The diagnosis of PLRI is made by a combination of positive clinical findings and radiologic confirmation, and it may be supplemented by arthroscopic confirmation of instability, including varus opening, the arthroscopic drive-through sign of the elbow, and abnormal movement of the radial head and proximal radioulnar joint on the humerus. The posterolateral pivot shift test described by O’Driscoll and colleagues1 may be performed with the patient supine or prone, and combined with the internal rotation push-up and chair lift tests of Regan and Lapner,6 it provides a clear clinical picture of instability.

Arthroscopic repair or plication is an effective method of managing PLRI. Although it is rarely necessary, surgeons should always be prepared to use a supplemental graft. We used a semitendinosus allograft with satisfactory results. We found the number of previous operations and the time from the initial injury to definitive treatment to be the best predictors of the need for a graft.

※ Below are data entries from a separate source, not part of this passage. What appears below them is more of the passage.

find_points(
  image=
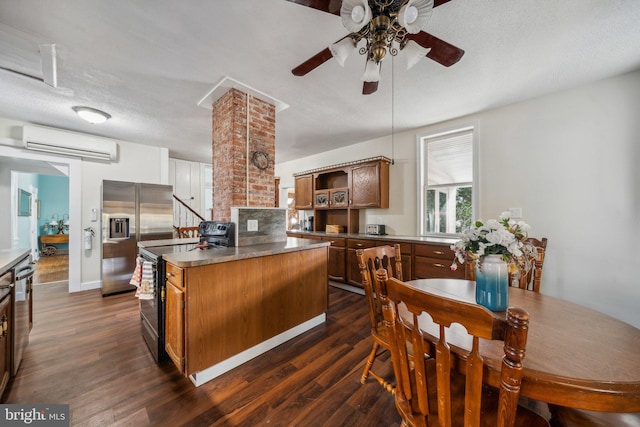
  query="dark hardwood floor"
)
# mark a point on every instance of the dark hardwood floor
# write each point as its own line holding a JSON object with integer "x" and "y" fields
{"x": 87, "y": 351}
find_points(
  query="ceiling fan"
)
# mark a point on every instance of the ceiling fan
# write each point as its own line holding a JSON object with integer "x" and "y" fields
{"x": 387, "y": 26}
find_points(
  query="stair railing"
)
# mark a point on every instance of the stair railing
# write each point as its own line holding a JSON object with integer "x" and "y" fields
{"x": 184, "y": 215}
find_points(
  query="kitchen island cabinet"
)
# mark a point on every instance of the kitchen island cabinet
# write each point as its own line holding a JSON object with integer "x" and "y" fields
{"x": 10, "y": 260}
{"x": 226, "y": 306}
{"x": 5, "y": 335}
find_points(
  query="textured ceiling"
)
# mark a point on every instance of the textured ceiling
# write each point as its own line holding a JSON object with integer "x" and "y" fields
{"x": 149, "y": 63}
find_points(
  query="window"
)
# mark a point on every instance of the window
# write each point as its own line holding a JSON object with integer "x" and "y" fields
{"x": 446, "y": 188}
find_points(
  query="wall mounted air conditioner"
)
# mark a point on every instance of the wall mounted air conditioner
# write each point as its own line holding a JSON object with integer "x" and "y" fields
{"x": 68, "y": 143}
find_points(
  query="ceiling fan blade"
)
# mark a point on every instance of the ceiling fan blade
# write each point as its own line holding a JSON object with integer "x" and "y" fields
{"x": 369, "y": 87}
{"x": 313, "y": 62}
{"x": 441, "y": 51}
{"x": 330, "y": 6}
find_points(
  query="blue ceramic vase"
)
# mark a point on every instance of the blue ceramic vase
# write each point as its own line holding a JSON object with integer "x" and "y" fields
{"x": 492, "y": 283}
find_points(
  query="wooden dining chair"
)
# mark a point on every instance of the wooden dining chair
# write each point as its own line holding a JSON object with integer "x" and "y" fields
{"x": 370, "y": 260}
{"x": 435, "y": 392}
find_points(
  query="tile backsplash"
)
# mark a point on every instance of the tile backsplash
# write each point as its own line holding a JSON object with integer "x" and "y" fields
{"x": 271, "y": 224}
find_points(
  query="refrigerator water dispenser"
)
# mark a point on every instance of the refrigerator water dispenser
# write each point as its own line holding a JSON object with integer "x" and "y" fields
{"x": 118, "y": 228}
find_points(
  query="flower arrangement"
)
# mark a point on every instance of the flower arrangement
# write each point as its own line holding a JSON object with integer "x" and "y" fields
{"x": 504, "y": 237}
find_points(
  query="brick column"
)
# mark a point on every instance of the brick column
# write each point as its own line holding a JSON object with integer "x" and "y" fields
{"x": 229, "y": 140}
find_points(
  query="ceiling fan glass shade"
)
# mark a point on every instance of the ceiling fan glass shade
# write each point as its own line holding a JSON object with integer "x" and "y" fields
{"x": 415, "y": 14}
{"x": 414, "y": 53}
{"x": 371, "y": 72}
{"x": 355, "y": 14}
{"x": 342, "y": 49}
{"x": 91, "y": 115}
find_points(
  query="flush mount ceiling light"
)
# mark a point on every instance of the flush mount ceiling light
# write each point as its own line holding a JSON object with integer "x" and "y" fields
{"x": 91, "y": 115}
{"x": 385, "y": 26}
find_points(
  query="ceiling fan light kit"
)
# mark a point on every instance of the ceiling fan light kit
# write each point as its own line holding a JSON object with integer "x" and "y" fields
{"x": 386, "y": 26}
{"x": 342, "y": 49}
{"x": 415, "y": 15}
{"x": 355, "y": 14}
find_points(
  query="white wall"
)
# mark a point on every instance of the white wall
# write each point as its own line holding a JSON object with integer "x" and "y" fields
{"x": 85, "y": 179}
{"x": 569, "y": 160}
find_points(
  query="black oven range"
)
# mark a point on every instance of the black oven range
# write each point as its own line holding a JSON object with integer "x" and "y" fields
{"x": 213, "y": 234}
{"x": 152, "y": 311}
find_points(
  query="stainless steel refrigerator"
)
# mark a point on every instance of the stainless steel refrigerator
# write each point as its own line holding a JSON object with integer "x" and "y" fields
{"x": 131, "y": 212}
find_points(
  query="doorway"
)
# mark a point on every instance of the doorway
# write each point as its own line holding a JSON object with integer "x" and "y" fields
{"x": 16, "y": 159}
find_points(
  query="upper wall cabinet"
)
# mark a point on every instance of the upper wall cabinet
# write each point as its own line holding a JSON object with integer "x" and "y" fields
{"x": 336, "y": 193}
{"x": 304, "y": 192}
{"x": 370, "y": 185}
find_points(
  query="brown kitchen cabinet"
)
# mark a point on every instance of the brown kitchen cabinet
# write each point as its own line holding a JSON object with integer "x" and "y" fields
{"x": 433, "y": 260}
{"x": 174, "y": 317}
{"x": 337, "y": 258}
{"x": 353, "y": 271}
{"x": 304, "y": 192}
{"x": 270, "y": 293}
{"x": 339, "y": 191}
{"x": 370, "y": 185}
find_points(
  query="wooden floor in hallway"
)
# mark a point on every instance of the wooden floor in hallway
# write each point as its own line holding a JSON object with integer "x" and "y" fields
{"x": 86, "y": 350}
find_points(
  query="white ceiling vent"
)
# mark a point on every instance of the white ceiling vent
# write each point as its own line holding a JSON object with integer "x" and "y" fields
{"x": 69, "y": 143}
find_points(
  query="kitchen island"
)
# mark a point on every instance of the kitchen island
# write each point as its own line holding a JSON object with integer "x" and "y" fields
{"x": 225, "y": 306}
{"x": 14, "y": 337}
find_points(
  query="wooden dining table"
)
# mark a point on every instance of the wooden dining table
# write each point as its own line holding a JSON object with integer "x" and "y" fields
{"x": 575, "y": 356}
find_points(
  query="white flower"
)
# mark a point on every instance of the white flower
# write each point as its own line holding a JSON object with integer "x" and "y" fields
{"x": 503, "y": 237}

The four clinical tests for posterolateral instability are the supine pivot shift, prone pivot shift, internal rotation wall push-up, and chair push-up. MR arthrography provides the best assistance in evaluating the condition of the RUHL complex. In surgical cases, arthroscopic confirmation of the instability can be provided by the elbow drive-through sign from the posterior portal and by abnormal movement of the radial head and proximal radial ulnohumeral articulation on the humeral capitellum while viewing from the proximal anteromedial portal. Reconstructive techniques may be performed arthroscopically as a repair or a plication, or both, with a high rate of success.